According to a survey in United Kingdom, more than 50% of people do not save enough for their retirement. The number is worse for Americans and Canadians. 150 million Americans out of 200 million, who are in working age, are not saving enough to fund their needs after retirement. Similarly, 80% of Canadians will not have a comfortable life after retirement. Countries like America, UK, and Canada offer many benefits for old age people in terms of social security. However, this amount is small and doesn’t guarantee a good life.
The situation in India is worse because there is absolutely no social security for a large mass of people. With increasing prices and longevity, the need for sufficient corpus is of paramount importance. In this article, we will take a look at some of the pension schemes available in Indian market and how can we make the most out of them.

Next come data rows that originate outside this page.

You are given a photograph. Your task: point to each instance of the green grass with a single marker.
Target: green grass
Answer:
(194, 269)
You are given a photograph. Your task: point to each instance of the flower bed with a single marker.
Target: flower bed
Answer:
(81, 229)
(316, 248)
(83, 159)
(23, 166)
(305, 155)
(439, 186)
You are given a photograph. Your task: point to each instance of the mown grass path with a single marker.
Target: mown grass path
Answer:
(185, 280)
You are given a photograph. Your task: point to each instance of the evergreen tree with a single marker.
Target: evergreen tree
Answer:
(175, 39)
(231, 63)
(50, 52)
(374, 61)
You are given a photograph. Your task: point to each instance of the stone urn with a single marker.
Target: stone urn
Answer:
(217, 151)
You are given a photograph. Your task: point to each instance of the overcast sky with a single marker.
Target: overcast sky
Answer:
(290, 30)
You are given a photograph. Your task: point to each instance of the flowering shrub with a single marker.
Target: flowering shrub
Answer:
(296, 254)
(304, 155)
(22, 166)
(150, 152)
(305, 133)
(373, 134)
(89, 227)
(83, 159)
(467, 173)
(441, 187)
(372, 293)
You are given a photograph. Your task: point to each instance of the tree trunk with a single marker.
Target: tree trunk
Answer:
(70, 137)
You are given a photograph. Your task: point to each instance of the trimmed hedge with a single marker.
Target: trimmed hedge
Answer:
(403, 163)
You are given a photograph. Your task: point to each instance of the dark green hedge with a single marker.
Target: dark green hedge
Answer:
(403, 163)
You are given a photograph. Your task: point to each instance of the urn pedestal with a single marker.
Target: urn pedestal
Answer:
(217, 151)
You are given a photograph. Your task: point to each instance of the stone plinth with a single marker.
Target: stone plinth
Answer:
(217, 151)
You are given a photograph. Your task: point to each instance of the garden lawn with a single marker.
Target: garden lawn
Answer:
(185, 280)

A pension plan is a scheme where people invest in order to withdraw a specified sum of money periodically after they retire. They can also withdraw in lump sum amount but this is not advisable. People invest in many instruments for their future requirements. These instruments differ in returns and structure of products.
Employee provident fund (EPF) –
EPF is a scheme which allows employees to contribute certain part of their income for their provident fund. The advantage of this scheme is that the employer contributes equal amount. EPF is the most widely used pension plan. This gives 8.6% returns on the savings. Investors should keep an eye on EPF rate as it keeps changing. At the same time, the interest earned on it is not taxable. Nowadays, individuals also get annual statement from their company which helps them plan better for post-retirement needs.
Public Provident Fund (PPF) –
PPF is another pension scheme, which allows individuals to save a certain amount. The return is 8.8% and the tenure is 15 years. Please keep an eye on the rate as it keeps changing. Due to the flexibility that PPF offers, it has become a very popular instrument for employees to plan for their retirement. Individuals can save Rs 500 to Rs 1,00,000 every year. It is offered by many banks and post offices. Since the interest rate is known, individuals know how much they are going to receive at the end of the tenure. If individuals want to extend the tenure, they can do it in a slab of 5 years.
There are other savings scheme by Government and banks that are also used by individuals for their retirement plan.
Pension funds –
Pension funds are mutual funds offered by fund companies. These funds are mainly of three types – aggressive funds, balanced funds, and conservative funds. Aggressive funds invest major part of their fund in equity. Balanced funds invest a part of fund in equity while conservative funds invest almost all in debt securities. Needless to say, Equity funds are the most risky of them. Balanced funds are risky compared to conservative funds because of equity exposure. However, looking at the time horizon of individuals, equity funds and balanced funds can give better returns over long term. Conservative funds are less risky and hence give low returns. In general, equity funds can give 12% to 18%; balanced funds can give 10% to 15%; while conservative funds can provide 7% to 10% returns over long term.
Few pension funds launched by mutual fund companies are the following. The list below is merely indicative and is just an illustration for the sake of providing examples.
|Fund name||Fund company||Type of Fund||Structure||Returns since inception|
|UTI – Retirement Benefit Pension Fund||UTI||Hybrid fund, debt oriented||40% Equity, 60% debt and liquid||11.01%|
|Tata Retirement Savings Fund – Moderate Plan||Tata Mutual Fund||Equity Oriented Hybrid Speciality Funds||85% Equity, 15% debt and liquid||9.15%|
|Templeton India Pension Plan (G)||Franklin Templeton||Equity Oriented Hybrid Speciality Funds||35% Equity, 75% debt and liquid||12.71%|
There are other mutual funds which offer the same. The funds mentioned here also offer different variants. The variants can be aggressive plan or conservative plan depending on exposure to equity. The variants can also be dividend or growth depending on payment structure of the fund.
Unit Linked Pension Plan –
There are pension plans which are linked to the market. These plans expose investors to higher risk but the return will also be high in longer term. However, investors must be careful in choosing the unit linked pension plan. You may not want to take too much of risk while planning for your retirement. Some of the unit linked pension plans are HDFC unit linked pension plan, Kotak retirement income, ICICI pru lifetime pension maxima, and many others. Investors should do more research on past performance to select the right one.
The pension funds, while offering a great way to plan your retirement, also penalize you hard if you redeem it before time. Most of the funds do not charge you anything if you redeem after 5 years. However, they may charge as high as 3% to 5% if you redeem within 3 years.
There are other opinions on retirement planning such as buying good, performing mutual funds and take term insurance at the same time. This can also be a very effective tool for retirement planning but investors need little more knowledge to form an effective portfolio.
Finally, investors must separate insurance and investment for retirement. There are many products which combine these two. The best way to judge whether you should go for such products is to know their past returns. An insurance product will have low returns which will not be right for an investment product.